The cathedral also houses the Museu de Arte Sacra, also known as the Treasury. And oh, what treasures! It contains the lovely symbol of Braga, the Nossa Senhora do Leite (Lady of the Milk) and a stunning collection of ecclesiastical treasures of gold, silver and precious stones, statues, paintings, azulejos, as well as the archbishops’ crowns (!) and garments. I want to think that the poor in those days were well-provided for by the church/state, given their opulence. One can only hope.
Gilded triptych in the museum
Braga boasts of churches dating back ages and ages but we only have a few hours and couldn’t see them all. We managed to squeeze in the Archeological Museum, though small, had a very enthusiastic guide and a decent restroom.
Guimarães – a shorter drive down the highway and up the hill took us to the Pousada Mosteiro de Santa Marinha where we spent the night. This former cloister which overlooks the city is a magnificent structure with acres of garden and old ruins, believed to have the markings of Visigoth temple foundations. Hmm, a monastery built on the ruins of pagan rituals, interesting.
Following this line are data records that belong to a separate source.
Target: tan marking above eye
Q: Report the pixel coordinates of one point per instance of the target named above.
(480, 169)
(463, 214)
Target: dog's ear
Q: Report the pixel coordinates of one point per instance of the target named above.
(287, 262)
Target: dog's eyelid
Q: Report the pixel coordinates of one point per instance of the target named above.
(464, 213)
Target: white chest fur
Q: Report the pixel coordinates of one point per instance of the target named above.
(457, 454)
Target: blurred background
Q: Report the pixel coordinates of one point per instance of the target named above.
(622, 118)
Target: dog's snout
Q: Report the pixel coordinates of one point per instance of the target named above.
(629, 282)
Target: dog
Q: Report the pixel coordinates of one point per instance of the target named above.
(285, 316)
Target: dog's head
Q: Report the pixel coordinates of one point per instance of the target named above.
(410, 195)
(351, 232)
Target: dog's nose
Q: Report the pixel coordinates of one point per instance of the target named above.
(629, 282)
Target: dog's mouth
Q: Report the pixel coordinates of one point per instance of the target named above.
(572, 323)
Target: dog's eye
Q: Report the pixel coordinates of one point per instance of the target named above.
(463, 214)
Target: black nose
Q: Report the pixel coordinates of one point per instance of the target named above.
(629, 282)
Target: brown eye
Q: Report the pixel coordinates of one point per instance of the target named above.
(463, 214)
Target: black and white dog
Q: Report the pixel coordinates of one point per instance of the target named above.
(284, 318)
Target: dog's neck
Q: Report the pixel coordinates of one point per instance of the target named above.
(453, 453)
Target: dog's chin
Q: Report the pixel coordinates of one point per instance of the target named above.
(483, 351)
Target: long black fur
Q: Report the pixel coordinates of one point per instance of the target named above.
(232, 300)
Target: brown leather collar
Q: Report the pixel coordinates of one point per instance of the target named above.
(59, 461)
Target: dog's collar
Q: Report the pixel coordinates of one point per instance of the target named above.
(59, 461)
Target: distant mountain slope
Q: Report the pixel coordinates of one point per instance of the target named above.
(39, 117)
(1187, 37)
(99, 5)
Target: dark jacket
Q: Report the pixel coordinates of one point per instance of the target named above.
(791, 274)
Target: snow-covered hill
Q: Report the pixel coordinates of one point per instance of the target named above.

We were met by an extremely hospitable staff who took our luggage up the elevator, through cavernous medieval rooms and a football field-long hallway. Roy and I actually stayed here in the same hallway some 10 years ago, just a few doors down from our “monk’s cell”. Before our card game ritual, I decided to celebrate by ordering a glass of sherry which was met with veiled indignation by the (apoplectic) bartender. Ordering sherry turned out to be a terrible faux pas in Portugal. He handed me a very proper glass of tawny port. Mea culpa.
The Pousada da Santa Marinha
A view of the gardens from the balcony
We captured some photographs of a glorious sunset, a fitting prelude to a lovely dinner in the cellar.
Sadly unbeknownst to us, Paris was under siege while we were having dinner in Guimarães. The following day, we drove back to Porto and were happily welcomed back by the staff at the Freixa Palace. We were again upgraded to a superior room and sent off to the airport very early the next morning with breakfast in tastefully insulated bags. Our flight back was at 6:00 a.m. and felt like a marathon to the finish line. We were thankful that we left Europe when we did, because tension escalated in a hurry as development evolved in Paris, Brussels, and other places.
All said, it was a wonderful, wonderful, amazing experience and we’re already planning the next one!
Have a great Christmas, everyone- Roy and I will be heading to New York for the holidays!